Le Sud pourra-t-il survivre sans le Nord ? Pas sûr.
Janvier 1956. Le Soudan n’a pas le temps de célébrer son indépendance nouvellement acquise que le Sud revendique déjà son autonomie. Il veut protéger ses ressources, ses pouvoirs locaux et sa foi chrétienne. La bataille sera longue : en un demi-siècle, les Soudanais n’auront connu qu’un bref répit, au tournant des années 1970. Lorsque la guerre civile s’arrête, en janvier 2005, elle laisse derrière elle 2 millions de morts.
Le gouvernement soudanais, dirigé par le Parti national du congrès (NCP) d’Omar el-Béchir, et les Sudistes du Mouvement populaire de libération du Soudan (SPLM) ont fini par s’entendre et signer un accord de paix. Un gouvernement d’union et de nouvelles institutions autonomes devront préparer un référendum d’autodétermination, prévu en janvier 2011. Ils auront six ans, le temps de « faire de l’unité une option attirante », selon les termes de l’accord, pour les quelque 10 millions de Sud-Soudanais.

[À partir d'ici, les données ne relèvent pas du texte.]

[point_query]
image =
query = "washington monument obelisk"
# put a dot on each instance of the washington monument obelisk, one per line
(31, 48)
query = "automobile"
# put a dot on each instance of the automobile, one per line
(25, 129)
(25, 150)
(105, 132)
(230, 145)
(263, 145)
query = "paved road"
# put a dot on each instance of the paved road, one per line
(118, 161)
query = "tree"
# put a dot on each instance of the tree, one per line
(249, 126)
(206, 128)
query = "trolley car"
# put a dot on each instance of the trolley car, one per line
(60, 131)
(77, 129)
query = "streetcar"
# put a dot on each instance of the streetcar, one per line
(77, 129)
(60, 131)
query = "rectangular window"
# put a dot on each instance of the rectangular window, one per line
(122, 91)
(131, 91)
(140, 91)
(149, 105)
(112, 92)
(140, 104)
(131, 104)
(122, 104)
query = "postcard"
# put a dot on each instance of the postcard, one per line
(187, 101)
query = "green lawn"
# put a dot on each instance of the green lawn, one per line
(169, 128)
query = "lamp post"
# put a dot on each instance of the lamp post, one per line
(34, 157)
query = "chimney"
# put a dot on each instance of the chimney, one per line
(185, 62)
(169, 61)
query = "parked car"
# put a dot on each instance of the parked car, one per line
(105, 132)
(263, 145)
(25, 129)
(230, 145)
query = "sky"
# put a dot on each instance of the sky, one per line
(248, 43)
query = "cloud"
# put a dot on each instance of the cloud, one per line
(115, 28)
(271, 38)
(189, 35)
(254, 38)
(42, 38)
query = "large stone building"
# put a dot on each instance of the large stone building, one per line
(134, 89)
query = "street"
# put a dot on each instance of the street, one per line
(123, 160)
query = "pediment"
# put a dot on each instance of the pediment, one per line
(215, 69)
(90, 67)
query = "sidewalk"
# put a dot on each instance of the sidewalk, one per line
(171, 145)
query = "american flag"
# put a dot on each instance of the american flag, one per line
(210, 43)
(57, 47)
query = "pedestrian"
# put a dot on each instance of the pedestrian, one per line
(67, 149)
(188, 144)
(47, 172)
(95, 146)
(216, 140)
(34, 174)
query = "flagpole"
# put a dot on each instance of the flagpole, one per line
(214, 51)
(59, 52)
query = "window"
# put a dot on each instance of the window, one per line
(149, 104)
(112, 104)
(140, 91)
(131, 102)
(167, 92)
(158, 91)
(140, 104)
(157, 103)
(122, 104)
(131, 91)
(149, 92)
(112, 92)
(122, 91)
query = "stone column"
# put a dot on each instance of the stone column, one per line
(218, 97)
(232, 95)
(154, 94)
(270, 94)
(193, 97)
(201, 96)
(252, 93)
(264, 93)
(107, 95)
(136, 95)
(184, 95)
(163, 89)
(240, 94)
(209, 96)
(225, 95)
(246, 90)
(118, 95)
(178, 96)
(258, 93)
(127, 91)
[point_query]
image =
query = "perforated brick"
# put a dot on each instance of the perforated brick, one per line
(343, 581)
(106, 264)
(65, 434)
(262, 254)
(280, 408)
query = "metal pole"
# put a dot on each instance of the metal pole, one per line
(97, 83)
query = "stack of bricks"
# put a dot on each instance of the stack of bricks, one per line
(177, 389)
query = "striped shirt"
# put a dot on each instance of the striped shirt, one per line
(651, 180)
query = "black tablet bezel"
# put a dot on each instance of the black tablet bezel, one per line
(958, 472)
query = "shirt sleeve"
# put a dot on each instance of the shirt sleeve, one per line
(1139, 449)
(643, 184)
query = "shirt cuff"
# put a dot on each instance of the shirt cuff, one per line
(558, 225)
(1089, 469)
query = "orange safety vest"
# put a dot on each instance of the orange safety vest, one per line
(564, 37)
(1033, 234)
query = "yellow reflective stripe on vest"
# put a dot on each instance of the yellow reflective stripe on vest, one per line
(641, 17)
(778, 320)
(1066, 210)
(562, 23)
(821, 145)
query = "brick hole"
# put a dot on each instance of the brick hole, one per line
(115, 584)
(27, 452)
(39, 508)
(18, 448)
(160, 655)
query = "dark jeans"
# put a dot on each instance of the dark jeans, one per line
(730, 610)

Mais ni le Nord ni le Sud n’ont réellement cherché à promouvoir un Soudan uni. L’actuel leader du SPLM, Salva Kiir, également vice-président du Soudan, est bien moins unitaire que John Garang, son prédécesseur qui avait mené les négociations, en 2005, avant de périr dans un accident d’hélicoptère. Salva Kiir a déjà appelé à voter pour l’indépendance. Quant au régime de Khartoum, il semble depuis quelques mois s’être résigné à une séparation pacifique qui lui offrirait une légitimité internationale. En 2010, les deux parties ont déjà beaucoup fait pour respecter leurs engagements, selon Kouider Zerrouk, porte-parole de la Mission des Nations unies au Soudan (Minus).
« État croupion »
Le NCP et le SPLM ont commencé à plancher : comment partager la dette, réglementer la circulation des nomades ? La stabilité postréférendaire n’est pas non plus garantie. Comme toute guérilla, le SPLM a du mal à effectuer sa transformation en structure politique. D’autres partis apparaissent, marqués eux aussi par des divisions politiques et tribales.

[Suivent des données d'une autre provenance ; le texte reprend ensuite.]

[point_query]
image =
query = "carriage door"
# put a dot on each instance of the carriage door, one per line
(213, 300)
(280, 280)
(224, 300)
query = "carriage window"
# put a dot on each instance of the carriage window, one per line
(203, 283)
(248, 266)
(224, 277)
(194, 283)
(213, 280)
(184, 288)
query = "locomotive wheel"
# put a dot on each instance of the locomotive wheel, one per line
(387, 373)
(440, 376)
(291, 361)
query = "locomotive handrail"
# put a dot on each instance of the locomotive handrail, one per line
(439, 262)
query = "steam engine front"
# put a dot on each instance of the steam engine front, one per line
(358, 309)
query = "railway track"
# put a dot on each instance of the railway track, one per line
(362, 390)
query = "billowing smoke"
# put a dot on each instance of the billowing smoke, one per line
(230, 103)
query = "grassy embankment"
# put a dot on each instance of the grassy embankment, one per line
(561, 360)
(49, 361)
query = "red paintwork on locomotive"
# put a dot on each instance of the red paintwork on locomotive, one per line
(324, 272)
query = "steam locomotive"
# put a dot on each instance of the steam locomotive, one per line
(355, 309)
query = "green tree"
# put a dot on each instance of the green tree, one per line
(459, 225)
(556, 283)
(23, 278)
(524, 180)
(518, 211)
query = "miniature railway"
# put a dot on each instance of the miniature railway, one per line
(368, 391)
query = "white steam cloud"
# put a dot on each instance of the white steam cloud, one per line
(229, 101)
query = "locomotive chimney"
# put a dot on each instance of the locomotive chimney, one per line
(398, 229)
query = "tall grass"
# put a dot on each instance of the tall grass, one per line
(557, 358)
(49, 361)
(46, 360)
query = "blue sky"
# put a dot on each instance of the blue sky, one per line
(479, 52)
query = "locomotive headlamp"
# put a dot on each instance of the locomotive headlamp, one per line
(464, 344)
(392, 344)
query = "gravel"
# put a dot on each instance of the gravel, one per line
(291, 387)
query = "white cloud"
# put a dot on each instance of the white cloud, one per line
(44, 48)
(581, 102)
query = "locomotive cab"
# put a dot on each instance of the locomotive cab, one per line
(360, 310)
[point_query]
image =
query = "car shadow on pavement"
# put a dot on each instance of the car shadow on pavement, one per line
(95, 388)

Le Sud-Soudan indépendant risque également d’être confronté à de sérieuses difficultés économiques. Le pétrole ne lui garantira pas la prospérité. Le Sud extrait 400 000 barils par jour, mais pour Benjamin Augé, chercheur à l’Institut français des relations internationales, « il dépendra longtemps des infrastructures du Nord », où se trouve le terminal d’exportation de Port-Soudan. « Les investisseurs ont confiance dans le Nord, qui n’a pas aidé le Sud à déployer sa propre politique pétrolière. » Et ce n’est pas l’agriculture, quasi inexistante, qui pourra dynamiser l’économie. Un risque de dépendance envers le Nord qui ferait du Sud-Soudan, selon le directeur du Centre d’études et de documentation économiques, juridiques et sociales du Caire, Marc Lavergne, un « État croupion ».
Depuis les élections d’avril 2010 qui l’ont reconduit au pouvoir, le président El-Béchir répète que la consultation se tiendra comme prévu en janvier 2011. Pour un diplomate européen, un report du vote aurait été « hypocrite » puisque toutes les formules alternatives – comme une fédération – ont été écartées. « Plus rien ne peut être fait dans le cadre de l’autonomie. » Dernier frein : la démarcation de la frontière de la province pétrolifère d’Abyei, qui devra dire si elle veut être rattachée au Nord ou au Sud. Sans compter les retards techniques pris par la Commission électorale indépendante, nommée seulement en juin.
Mieux vaut être pauvres mais libres, ont clamé de nombreux peuples africains. Les Sud-Soudanais s’engagent à leur tour sur ce chemin difficile. Et cherchent depuis début août leur futur hymne national.